As a professional speaker I have two roles. As an after-dinner speaker my sole purpose is to entertain the audience. As a keynote, motivational presenter I become a serious speaker seeking to help my audience remember important messages by using humor as a powerful tool. I have learned from experience that even the most focussed of audiences have an attention span of less than seven minutes. By injecting humor into my talks I help my audience stay alert and absorb important material.

Laughter is the best medicine. Unless of course you are asthmatic when inhaled steroids are likely to come highest on your list. Which is why I am so popular with healthcare professionals. As the saying goes 'Physician heal thy self' this is exactly what I am helping to facilitate when I make my medical audiences laugh.

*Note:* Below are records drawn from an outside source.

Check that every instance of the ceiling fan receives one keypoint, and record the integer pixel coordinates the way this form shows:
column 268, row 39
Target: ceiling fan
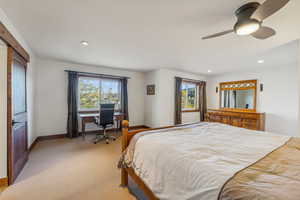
column 250, row 18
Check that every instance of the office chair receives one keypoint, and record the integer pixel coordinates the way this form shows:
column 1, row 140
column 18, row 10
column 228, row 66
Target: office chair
column 105, row 119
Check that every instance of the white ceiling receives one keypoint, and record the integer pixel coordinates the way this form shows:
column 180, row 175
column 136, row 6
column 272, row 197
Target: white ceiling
column 149, row 34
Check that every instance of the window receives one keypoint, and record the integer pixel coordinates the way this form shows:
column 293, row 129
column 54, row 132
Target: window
column 96, row 91
column 189, row 96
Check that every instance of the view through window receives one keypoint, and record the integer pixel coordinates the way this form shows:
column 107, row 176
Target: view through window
column 189, row 92
column 96, row 91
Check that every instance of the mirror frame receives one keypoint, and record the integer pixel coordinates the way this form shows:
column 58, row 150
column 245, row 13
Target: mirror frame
column 249, row 84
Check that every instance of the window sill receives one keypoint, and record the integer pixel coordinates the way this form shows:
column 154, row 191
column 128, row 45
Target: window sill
column 92, row 111
column 186, row 111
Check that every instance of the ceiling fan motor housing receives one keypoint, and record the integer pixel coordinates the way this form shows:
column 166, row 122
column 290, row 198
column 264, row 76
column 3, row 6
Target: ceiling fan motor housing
column 246, row 11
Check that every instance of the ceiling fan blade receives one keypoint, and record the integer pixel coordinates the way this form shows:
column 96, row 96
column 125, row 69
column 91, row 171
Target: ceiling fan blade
column 264, row 33
column 268, row 8
column 217, row 34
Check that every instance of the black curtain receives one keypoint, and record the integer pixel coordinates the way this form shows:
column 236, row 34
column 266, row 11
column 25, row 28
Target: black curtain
column 202, row 100
column 178, row 83
column 72, row 126
column 125, row 98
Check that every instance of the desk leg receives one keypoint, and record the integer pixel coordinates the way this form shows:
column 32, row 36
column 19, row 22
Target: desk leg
column 83, row 129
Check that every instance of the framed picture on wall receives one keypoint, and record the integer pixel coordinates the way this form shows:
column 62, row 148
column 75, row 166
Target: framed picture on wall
column 150, row 89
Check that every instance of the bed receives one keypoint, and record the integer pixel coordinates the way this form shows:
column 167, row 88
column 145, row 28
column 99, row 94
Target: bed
column 211, row 161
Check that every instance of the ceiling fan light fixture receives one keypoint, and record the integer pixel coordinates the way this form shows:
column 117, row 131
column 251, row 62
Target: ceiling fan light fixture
column 247, row 27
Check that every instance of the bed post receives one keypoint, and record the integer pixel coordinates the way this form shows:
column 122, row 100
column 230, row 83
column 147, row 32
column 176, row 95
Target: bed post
column 124, row 174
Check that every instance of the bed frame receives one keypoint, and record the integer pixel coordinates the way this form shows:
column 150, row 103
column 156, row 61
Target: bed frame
column 126, row 137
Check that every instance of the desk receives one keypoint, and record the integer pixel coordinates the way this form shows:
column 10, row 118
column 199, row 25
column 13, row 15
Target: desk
column 89, row 118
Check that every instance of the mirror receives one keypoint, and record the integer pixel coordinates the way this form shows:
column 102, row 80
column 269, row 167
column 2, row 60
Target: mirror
column 238, row 95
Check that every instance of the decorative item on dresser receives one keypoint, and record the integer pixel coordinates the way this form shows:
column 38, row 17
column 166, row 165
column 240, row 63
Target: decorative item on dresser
column 249, row 120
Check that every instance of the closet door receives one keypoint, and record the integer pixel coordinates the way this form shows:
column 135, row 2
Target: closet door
column 17, row 115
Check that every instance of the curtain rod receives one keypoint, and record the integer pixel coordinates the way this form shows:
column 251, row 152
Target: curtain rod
column 101, row 75
column 187, row 79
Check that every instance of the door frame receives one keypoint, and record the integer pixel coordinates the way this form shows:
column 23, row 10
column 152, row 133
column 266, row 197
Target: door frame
column 12, row 45
column 12, row 56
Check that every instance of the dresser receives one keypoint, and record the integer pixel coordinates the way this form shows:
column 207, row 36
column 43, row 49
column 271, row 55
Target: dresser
column 249, row 120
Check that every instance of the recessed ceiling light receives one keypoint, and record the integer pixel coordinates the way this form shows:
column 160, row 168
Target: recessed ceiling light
column 84, row 43
column 260, row 61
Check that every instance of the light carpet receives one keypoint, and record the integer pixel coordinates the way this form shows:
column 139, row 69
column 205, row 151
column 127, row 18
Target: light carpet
column 65, row 169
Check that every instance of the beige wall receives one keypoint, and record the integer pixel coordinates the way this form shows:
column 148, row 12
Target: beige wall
column 3, row 109
column 160, row 108
column 3, row 94
column 51, row 94
column 279, row 100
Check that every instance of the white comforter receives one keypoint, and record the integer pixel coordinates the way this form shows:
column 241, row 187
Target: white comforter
column 194, row 162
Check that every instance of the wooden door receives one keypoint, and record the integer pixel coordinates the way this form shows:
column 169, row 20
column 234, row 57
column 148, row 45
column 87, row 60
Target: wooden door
column 17, row 115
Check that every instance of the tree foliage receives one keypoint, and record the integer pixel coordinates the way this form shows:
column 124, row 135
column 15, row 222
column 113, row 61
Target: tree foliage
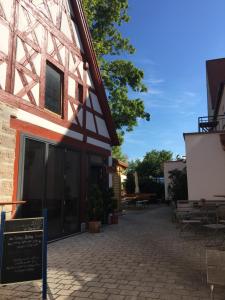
column 152, row 164
column 149, row 171
column 119, row 76
column 178, row 189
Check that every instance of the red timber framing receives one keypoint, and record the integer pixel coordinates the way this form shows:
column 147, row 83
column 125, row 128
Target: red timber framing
column 37, row 35
column 41, row 31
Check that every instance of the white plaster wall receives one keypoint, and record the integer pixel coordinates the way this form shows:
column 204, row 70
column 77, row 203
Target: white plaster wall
column 4, row 37
column 102, row 129
column 205, row 166
column 7, row 8
column 90, row 121
column 95, row 102
column 169, row 166
column 89, row 79
column 38, row 121
column 98, row 143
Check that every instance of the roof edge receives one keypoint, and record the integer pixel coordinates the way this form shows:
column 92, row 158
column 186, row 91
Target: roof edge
column 90, row 53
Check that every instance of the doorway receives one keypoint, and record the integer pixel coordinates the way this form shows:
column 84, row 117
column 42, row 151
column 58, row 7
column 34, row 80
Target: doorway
column 51, row 179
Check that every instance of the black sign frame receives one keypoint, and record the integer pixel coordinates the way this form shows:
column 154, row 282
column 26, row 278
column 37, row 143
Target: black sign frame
column 23, row 250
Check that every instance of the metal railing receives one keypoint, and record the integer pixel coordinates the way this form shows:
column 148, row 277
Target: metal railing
column 211, row 123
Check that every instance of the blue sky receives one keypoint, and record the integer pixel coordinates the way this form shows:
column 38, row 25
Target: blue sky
column 173, row 39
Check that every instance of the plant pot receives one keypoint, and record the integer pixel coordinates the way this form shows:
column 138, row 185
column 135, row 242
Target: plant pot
column 94, row 226
column 114, row 219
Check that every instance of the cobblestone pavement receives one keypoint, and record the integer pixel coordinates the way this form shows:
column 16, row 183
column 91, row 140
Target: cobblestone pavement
column 141, row 258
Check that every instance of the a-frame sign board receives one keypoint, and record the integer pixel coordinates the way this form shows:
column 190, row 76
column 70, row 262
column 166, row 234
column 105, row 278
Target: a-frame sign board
column 23, row 250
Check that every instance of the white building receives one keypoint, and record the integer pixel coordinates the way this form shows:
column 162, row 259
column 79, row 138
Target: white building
column 205, row 148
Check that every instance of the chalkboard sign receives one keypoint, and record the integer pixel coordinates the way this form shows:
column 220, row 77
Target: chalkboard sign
column 23, row 250
column 22, row 256
column 23, row 225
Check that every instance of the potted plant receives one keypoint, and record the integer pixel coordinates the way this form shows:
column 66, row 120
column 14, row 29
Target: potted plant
column 95, row 209
column 114, row 218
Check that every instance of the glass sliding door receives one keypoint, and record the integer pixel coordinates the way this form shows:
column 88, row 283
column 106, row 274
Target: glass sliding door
column 54, row 189
column 33, row 179
column 71, row 191
column 51, row 179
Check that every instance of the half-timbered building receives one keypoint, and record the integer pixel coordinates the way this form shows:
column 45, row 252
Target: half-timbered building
column 56, row 129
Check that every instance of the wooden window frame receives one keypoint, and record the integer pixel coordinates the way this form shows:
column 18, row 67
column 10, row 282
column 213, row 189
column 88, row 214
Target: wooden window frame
column 62, row 79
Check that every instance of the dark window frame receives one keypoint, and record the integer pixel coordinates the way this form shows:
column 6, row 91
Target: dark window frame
column 61, row 73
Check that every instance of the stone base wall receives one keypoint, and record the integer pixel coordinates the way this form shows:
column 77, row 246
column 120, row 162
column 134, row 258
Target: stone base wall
column 7, row 155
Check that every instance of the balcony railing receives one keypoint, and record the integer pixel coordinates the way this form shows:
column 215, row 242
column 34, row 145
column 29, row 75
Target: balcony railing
column 211, row 123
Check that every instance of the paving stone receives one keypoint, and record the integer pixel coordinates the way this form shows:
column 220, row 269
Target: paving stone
column 143, row 257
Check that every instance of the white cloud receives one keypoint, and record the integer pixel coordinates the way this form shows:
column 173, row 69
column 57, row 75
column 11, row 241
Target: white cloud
column 190, row 94
column 154, row 81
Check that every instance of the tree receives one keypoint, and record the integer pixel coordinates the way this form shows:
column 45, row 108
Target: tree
column 119, row 76
column 149, row 171
column 178, row 189
column 152, row 164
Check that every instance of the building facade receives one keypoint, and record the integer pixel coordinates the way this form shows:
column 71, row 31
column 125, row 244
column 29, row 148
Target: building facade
column 205, row 149
column 56, row 129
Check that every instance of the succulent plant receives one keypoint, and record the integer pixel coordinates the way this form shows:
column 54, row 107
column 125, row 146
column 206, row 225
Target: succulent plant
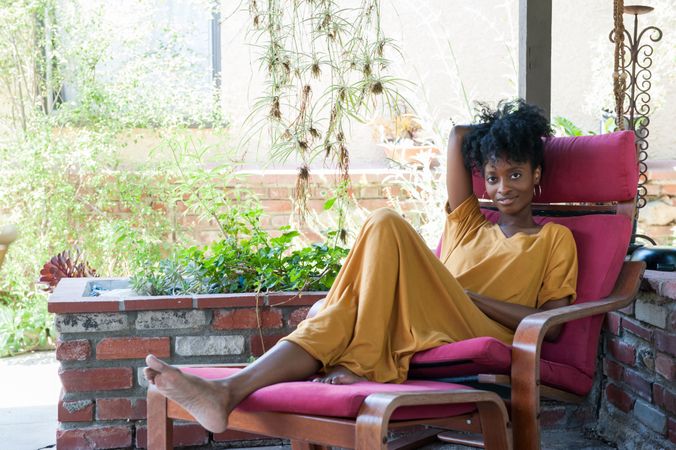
column 65, row 265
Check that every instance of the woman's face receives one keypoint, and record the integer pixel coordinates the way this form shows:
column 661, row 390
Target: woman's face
column 510, row 184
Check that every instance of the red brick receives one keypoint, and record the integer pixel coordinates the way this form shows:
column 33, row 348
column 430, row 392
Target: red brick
column 619, row 398
column 297, row 316
column 233, row 435
column 101, row 379
column 637, row 329
column 94, row 438
column 132, row 348
column 665, row 342
column 120, row 408
column 622, row 351
column 185, row 434
column 664, row 398
column 75, row 411
column 276, row 206
column 212, row 301
column 669, row 189
column 612, row 323
column 664, row 365
column 613, row 370
column 258, row 348
column 77, row 350
column 295, row 299
column 239, row 319
column 628, row 310
column 638, row 383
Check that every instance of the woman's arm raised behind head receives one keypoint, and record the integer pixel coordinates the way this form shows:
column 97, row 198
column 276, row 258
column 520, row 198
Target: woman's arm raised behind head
column 458, row 177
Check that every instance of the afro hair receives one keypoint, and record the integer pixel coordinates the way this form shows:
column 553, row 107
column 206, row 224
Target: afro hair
column 514, row 131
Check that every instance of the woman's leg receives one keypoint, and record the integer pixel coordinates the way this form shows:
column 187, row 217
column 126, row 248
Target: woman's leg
column 211, row 401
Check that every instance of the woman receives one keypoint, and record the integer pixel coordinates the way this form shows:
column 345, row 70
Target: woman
column 393, row 297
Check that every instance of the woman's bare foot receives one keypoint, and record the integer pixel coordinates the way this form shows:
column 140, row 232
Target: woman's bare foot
column 207, row 401
column 339, row 375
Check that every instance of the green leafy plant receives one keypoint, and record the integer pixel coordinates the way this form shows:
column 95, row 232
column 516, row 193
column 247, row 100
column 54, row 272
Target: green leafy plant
column 248, row 259
column 326, row 65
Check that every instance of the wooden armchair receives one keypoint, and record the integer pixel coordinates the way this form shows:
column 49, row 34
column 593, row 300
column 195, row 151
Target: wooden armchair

Laughter is a physiological response to a trigger I activate in the audience. Members of the medical profession are no different to anyone else. They regularly feel anxiety, stress and even anger. By making them laugh I pull on a laughter trigger that releases endorphins, which in turn, counteracts the unpleasantness they may be feeling at that moment in time. Furthermore, happy people feel good to be around. Patients can feel so much better simply by being around healthcare professionals who appear happy. Everyone hates a 'doctor death' character who always look as if they are about to give out bad news.

Laughter in the workplace is important too for the boosting of staff morale and for the increase in productivity that usually follows. A happy staff is a productive staff.

During the talks I give around the world I often use examples of humorous real-life examples from my own family relationships to illustrate the principles of human awareness. Looking at an audience I can usually tell those going through a difficult relationship. They are the miserable looking individuals who work so hard trying not to even smile when those around them are struggling to stem a flow of uncontrollable laughter. I always work on the principle 'you can not please all of the people all of the time'. I think Abraham Lincoln said that. Or was it Bob Dylan?

In conclusion ~ humor is a fundamental basic in the art of effective public speaking. It can make the difference between a great talk with an enthusiastic audience and a disastrous monotonous monologue.